La crisi della rappresentazione nella sua dimensione oggettiva, testimoniata dalle opere di Ottogalli, investe soprattutto il piano formale: vissuto ed esistente campeggiando in emersi frammenti, ultimi e primi embrioni del reale precario, intenso nella sua globalità, che resta l'unico referente possibile e voluto.
Nulla però rimane irrisolto, né, tanto meno, Ottogalli cede alla facile soluzione di un compiaciuto disordine: salvando solo segno e colore riduce il mezzo artistico a una essenzialità che si impone perentoriamente a riassumere con caparbietà, ansia, rabbia, altrove con perplesso timore, la percezione di situazioni razionali e irrazionali insieme, comunque definite.

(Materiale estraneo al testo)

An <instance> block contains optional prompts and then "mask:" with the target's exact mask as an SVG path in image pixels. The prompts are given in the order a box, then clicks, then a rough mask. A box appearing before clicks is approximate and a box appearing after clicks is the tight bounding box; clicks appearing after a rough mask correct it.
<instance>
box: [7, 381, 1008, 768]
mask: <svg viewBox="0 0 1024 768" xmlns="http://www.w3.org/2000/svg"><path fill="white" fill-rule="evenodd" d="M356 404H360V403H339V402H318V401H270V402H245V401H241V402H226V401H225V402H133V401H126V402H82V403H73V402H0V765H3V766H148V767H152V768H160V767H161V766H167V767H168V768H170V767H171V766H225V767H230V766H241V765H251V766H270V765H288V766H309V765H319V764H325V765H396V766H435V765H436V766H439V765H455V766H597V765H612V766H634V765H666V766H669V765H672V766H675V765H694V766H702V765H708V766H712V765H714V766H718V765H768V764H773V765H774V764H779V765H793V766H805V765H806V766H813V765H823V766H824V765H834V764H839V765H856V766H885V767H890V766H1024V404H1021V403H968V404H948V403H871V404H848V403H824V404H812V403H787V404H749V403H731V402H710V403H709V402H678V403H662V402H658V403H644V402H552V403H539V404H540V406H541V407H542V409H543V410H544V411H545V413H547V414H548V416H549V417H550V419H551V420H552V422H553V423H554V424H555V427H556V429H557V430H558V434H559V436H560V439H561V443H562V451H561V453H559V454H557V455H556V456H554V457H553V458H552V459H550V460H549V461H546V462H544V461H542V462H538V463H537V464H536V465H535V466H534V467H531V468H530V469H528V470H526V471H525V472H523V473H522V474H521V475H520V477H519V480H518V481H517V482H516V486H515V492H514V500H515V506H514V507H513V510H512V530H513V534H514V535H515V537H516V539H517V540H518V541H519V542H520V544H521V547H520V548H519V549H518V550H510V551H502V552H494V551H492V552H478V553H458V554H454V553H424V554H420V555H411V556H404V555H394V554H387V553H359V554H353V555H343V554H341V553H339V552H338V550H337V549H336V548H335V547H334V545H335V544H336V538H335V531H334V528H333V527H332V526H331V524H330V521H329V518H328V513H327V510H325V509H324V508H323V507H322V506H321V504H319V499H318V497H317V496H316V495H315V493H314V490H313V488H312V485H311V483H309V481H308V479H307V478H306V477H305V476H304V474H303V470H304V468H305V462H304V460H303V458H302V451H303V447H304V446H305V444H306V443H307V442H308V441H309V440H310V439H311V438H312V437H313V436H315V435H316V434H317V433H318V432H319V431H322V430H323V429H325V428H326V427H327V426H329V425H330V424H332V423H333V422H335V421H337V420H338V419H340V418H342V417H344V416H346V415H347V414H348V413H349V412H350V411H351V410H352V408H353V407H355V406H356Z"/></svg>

Si comprende di qui come il contatto con l'esterno rimanga talora indifferenziato e negato, altre volte paia quasi irrompere con violenza nello spazio delimitato del quadro: e allora, espresso nella riduzione del codice artistico, è possibile sottoporlo a una sorta di obbedienza o almeno restituirgli una voce, questa volta meno ostile, più lineare e perciò semanticamente più ricca.
La composizione, lungi dal restare depauperata o accantonata viene garantita nella sua forte stabilità dei segni e dagli accostamenti cromatici, ancora una volta emblematici simboli di quell'equilibrio che, impossibile nell'esistenza, è continuamente agognato e spesso raggiunto nell'arte.